Young Americans for Liberty (YAL) members were passing out pocket-sized copies of the U.S. Constitution to fellow students at Kellogg Community College (KCC) in Michigan when college officials approached them and ordered them to stop. When the members refused—arguing that the First Amendment protected their actions—they were arrested for violating the school's policies.
The charges were dropped 10 days later, but KCC students and YAL members Michelle Gregoire and Brandon Withers, along with the rest of the KCC YAL chapter, sued the community college, the Board of Trustees, and a few other administrators for violating their First Amendment rights, as Reason reported earlier this year.
Now the administration is claiming that they are the real victims and have been unfairly vilified by the YAL lawsuit.
"Despite repeated public statements that the College does not take into consideration the content of speech or solicitation when granting access to campus, the YAL [chapter] and its supporters have vilified the College by spreading false information about why individuals were arrested on Sept. 20 and by suggesting that KCC does not value the U.S. Constitution or the free speech rights of its students," KCC spokesman Eric Greene said in a press release, "These accusations couldn't be further from the truth."
The community college claims that the YAL members could have gone on about their business had they just filed some paperwork and acquired a permit, but it is that exact policy the lawsuit argues is unconstitutional.
"Through the permitting process, KCC retains unfettered discretion to determine both whether students may speak at all and where they may speak," YAL's lawsuit reads. "These policies and practices chill protected student speech and disable spontaneous student speech on campus."
Alliance Defending Freedom (ADF), a nonprofit legal organization that focuses on religious freedom, filed a brief last month in support of the plaintiffs and took issue with KCC's speech permit policy. They pointed out that the Student Life Office has the ability to modify or deny any student's request for a permit, and that there are no objective standards for officials to review the requests.
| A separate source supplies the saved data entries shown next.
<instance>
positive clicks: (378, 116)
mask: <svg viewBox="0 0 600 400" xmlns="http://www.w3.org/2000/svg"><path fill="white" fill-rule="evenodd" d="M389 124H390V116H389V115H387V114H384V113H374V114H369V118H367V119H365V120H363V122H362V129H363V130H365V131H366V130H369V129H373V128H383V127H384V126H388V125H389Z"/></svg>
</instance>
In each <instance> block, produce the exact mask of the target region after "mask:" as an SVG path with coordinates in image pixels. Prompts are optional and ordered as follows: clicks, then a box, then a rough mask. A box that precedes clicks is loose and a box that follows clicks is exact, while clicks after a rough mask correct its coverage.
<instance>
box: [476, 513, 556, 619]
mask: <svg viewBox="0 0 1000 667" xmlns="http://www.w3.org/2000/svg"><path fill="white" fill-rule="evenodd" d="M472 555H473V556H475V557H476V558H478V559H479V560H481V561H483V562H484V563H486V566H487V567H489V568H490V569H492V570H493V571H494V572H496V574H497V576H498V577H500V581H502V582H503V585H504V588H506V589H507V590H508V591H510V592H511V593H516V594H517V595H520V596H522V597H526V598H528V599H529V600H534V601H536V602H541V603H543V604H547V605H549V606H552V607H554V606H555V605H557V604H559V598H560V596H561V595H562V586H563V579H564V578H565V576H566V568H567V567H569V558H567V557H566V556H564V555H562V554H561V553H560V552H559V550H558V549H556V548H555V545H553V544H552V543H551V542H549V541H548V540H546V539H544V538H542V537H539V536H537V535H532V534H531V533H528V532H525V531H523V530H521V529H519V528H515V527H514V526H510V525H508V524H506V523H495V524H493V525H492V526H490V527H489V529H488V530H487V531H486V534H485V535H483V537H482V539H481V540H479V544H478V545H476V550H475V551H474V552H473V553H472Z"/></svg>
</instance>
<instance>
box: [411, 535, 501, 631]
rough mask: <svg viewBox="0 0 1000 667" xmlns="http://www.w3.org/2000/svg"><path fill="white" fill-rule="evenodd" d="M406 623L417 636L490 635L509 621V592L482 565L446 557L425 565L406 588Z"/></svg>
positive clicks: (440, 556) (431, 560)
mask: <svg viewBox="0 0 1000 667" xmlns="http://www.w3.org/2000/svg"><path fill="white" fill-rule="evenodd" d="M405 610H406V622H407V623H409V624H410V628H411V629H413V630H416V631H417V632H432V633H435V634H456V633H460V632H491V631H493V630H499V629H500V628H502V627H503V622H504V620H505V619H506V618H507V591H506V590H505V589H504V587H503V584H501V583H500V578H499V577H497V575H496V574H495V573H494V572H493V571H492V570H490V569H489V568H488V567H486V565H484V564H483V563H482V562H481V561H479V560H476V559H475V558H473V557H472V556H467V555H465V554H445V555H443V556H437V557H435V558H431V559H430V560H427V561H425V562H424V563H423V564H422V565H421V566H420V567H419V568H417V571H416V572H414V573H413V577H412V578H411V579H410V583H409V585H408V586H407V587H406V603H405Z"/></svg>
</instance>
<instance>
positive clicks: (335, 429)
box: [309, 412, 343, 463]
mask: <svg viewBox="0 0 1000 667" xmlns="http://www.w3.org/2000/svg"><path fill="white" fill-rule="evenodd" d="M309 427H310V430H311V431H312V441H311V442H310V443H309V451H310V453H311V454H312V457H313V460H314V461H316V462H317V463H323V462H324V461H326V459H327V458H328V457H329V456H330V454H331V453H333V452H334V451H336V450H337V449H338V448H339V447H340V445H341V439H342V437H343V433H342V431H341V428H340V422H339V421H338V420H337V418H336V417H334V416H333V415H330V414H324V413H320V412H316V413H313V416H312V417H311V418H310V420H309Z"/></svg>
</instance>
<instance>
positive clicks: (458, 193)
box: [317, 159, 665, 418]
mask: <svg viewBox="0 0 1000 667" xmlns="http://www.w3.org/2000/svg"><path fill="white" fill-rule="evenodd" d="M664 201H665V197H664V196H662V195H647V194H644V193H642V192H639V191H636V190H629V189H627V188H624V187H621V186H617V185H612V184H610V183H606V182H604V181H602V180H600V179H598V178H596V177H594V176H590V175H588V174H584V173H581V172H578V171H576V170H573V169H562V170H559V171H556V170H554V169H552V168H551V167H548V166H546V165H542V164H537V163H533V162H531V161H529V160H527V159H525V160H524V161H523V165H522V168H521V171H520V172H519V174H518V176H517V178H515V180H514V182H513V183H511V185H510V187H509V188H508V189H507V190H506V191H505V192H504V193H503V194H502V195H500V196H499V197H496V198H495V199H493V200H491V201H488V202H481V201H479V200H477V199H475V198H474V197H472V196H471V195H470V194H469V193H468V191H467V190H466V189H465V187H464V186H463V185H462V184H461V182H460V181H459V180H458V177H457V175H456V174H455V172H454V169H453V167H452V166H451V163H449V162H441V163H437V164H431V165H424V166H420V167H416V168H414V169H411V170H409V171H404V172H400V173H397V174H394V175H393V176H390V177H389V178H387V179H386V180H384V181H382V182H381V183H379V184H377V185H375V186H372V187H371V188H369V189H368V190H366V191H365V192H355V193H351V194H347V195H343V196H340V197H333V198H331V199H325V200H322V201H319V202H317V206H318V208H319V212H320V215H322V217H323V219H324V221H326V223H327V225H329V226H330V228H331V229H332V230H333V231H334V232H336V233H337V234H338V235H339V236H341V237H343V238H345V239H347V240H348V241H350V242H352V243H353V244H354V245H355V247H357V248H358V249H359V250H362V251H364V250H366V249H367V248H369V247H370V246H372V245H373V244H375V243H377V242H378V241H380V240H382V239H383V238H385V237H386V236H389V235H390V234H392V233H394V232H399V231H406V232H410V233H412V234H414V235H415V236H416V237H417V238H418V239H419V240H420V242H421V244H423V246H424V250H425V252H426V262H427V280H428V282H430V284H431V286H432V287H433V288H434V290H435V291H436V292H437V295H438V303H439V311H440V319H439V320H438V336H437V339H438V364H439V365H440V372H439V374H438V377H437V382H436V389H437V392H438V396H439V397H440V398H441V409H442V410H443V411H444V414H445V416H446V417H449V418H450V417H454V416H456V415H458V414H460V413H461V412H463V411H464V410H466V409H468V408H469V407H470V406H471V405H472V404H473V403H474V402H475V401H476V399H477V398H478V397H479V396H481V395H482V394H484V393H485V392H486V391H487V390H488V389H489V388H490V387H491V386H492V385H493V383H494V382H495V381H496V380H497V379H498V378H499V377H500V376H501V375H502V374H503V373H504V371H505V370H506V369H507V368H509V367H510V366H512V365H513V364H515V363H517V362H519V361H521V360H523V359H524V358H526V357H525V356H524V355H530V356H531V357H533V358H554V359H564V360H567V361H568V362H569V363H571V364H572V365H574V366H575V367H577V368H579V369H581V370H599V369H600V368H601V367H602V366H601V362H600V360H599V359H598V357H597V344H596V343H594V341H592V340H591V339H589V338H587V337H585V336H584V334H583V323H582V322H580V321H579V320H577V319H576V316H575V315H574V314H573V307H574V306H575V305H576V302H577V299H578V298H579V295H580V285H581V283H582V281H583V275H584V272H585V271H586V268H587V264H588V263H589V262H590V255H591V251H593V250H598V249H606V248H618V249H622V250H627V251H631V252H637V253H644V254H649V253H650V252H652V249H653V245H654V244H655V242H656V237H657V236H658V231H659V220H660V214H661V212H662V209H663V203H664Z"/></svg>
"This policy requires that KCC officials examine the viewpoint of expression and censor such speech if it is perceived to be contrary to the College's mission," the brief reads. ADF argues that KCC's policy falls under viewpoint discrimination and violates students' First Amendment rights.
Other schools, such as Bunker Hill Community College in Massachusetts and Los Angeles Pierce Community College, have also violated students' First Amendment rights by preventing students and YAL members from handing out pocket Constitutions.
Those schools deserve to be "vilified" too.